Il M5S: Asl, perdita di 9,5 milioni

14 Agosto 2021

Pettinari denuncia: «Gestione inefficiente, ora la Regione spieghi il disavanzo»

PESCARA. «La Asl di Pescara segna una perdita di 9 milioni e 475mila euro. È questa la cifra che si evince dall’approvazione del bilancio d’esercizio consuntivo per il 2020». Lo denuncia il consigliere regionale del M5S Domenico Pettinari che ora invoca spiegazioni dalla Regione e dai vertici Asl: «Quando si parla di soldi pubblici dei cittadini non è permesso pressapochismo», dice.
«Anche nel 2020, come era accaduto per il 2019, la Asl chiude il proprio bilancio d’esercizio con un disavanzo. Chiariamo subito, non è il Covid il motivo di tale catastrofe. Nonostante dal bilancio si evince la volontà di far apparire l’emergenza sanitaria come causa di tutti i mali, leggendo i documenti voce per voce e svolgendo con attenzione i calcoli si delinea una realtà che va da tutt’altra parte», dice Pettinari. «Se da un lato il Covid-19 ha comportato delle spese impreviste a carico del bilancio della Asl, dall’altro lato dobbiamo constatare che nel 2020 il servizio sanitario pubblico di Pescara ha subito una drastica riduzione di ricoveri e prestazioni, dovuta alle chiusure attuate per contrastare la diffusione del virus.
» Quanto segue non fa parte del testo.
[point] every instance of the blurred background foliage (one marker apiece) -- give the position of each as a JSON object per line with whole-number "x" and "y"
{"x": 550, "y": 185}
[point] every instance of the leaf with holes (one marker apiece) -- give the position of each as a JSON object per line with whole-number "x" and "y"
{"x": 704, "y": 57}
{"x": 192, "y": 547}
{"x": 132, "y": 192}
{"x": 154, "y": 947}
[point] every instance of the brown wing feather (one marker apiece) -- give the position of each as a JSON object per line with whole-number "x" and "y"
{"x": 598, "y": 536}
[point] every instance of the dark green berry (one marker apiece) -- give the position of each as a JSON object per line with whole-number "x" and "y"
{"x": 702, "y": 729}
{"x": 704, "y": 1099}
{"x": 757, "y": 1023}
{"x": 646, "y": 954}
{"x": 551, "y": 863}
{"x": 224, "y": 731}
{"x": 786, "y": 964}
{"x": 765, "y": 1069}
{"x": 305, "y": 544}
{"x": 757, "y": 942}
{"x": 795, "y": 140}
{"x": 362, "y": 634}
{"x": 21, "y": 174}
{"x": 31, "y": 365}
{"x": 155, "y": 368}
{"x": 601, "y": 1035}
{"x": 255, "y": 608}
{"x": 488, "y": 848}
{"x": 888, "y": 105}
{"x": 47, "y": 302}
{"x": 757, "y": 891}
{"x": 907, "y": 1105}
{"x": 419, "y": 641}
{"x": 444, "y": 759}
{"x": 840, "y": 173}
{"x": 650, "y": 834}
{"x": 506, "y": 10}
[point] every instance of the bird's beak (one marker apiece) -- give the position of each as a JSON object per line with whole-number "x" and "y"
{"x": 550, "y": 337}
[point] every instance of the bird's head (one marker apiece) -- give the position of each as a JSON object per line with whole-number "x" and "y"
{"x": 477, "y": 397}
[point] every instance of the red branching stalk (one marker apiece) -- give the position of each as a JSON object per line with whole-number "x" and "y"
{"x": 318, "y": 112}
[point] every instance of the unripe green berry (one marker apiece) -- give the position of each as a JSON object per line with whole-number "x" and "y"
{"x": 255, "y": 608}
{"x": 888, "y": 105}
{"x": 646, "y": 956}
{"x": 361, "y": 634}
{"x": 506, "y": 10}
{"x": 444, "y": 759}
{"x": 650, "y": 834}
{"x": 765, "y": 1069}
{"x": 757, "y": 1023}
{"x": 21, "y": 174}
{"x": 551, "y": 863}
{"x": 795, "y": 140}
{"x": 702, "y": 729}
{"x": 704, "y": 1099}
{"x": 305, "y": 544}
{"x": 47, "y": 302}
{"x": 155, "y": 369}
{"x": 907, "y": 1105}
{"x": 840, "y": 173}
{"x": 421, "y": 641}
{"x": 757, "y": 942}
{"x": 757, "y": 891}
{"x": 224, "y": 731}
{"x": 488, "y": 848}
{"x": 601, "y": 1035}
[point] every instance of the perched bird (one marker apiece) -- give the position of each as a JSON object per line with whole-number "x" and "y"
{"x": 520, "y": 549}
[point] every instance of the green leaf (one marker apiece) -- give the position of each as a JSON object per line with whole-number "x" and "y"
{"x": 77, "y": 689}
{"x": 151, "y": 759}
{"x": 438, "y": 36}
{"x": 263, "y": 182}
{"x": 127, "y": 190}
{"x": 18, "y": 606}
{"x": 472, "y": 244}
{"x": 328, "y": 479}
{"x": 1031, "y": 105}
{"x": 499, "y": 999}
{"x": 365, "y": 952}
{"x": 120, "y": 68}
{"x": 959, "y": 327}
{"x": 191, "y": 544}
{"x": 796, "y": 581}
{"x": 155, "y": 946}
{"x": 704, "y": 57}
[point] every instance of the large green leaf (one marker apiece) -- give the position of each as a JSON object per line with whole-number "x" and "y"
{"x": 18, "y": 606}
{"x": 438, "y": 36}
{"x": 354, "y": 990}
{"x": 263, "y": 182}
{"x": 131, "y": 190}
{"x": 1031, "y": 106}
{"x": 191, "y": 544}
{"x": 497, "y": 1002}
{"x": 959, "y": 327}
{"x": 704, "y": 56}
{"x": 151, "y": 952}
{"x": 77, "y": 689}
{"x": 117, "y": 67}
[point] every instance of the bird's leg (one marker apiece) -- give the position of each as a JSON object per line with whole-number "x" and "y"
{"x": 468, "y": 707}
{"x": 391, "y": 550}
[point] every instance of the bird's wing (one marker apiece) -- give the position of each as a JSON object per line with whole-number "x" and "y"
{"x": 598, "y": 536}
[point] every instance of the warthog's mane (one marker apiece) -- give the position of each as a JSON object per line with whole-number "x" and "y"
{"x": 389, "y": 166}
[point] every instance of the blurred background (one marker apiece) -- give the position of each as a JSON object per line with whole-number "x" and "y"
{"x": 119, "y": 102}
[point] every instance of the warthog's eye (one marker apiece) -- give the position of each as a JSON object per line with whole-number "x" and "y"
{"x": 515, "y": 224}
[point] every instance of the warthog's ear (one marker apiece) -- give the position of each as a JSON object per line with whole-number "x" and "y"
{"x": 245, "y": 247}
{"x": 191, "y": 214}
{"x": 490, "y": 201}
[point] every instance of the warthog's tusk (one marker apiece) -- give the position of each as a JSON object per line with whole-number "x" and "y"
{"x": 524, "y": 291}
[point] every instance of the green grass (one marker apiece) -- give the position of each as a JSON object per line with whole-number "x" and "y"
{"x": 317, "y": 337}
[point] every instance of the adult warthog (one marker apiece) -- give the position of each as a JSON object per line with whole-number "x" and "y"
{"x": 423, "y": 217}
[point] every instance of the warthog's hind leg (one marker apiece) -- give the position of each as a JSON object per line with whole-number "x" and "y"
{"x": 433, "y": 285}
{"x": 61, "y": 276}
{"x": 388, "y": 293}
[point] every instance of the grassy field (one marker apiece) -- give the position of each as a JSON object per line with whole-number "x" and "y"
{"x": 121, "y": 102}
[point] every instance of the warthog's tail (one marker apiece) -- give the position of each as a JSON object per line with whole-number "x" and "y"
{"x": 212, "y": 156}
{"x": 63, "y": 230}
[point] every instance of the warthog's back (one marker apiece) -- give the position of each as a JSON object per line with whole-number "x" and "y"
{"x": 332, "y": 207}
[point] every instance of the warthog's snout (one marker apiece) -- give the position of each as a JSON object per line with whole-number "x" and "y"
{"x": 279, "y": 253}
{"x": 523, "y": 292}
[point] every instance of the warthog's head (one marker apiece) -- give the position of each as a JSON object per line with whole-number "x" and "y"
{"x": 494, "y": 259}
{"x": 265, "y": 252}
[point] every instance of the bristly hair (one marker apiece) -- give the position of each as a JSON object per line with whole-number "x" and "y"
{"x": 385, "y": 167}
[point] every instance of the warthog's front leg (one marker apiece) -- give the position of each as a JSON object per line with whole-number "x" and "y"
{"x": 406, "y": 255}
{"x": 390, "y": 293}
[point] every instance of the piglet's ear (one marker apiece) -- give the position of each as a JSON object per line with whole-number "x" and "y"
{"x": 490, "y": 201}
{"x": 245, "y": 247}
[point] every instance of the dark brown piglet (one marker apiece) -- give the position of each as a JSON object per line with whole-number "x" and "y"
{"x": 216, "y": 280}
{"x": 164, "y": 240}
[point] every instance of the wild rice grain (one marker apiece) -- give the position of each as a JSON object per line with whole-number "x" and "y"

Se si analizzano le voci del bilancio, infatti, si rileva come nel corso del 2020 la Asl ha effettuato negli ospedali di Pescara, Popoli e Penne, 25.392 ricoveri ordinari e 5.153 ricoveri diurni, contro i 29.804 ricoveri ordinari e 6.269 ricoveri diurni del 2019. Parliamo di una riduzione totale di 5.528 ricoveri, che si traduce in una diminuzione dei costi a carico del bilancio 2020 di 8.704.134 euro, rispetto a quanto speso nel 2019. Altri dati», dice Pettinari, «che certificano la gestione inefficiente della Asl, che di fatto ha portato alla chiusura in perdita, si evincono dalle voci del bilancio Saldo mobilità, che si conferma in costante riduzione passando dai 36.987.000 euro del 2019 ai 29.050.000 del 2020, con una riduzione di 7.937.000 euro; prodotti farmaceutici ed emoderivati, che passa dai 86.825.000 euro del 2019 ai 91.357.000 del 2020, facendo registrare un aumento dei costi pari 4.532.000 euro, al netto dei costi sostenuti per l’emergenza da Covid-19».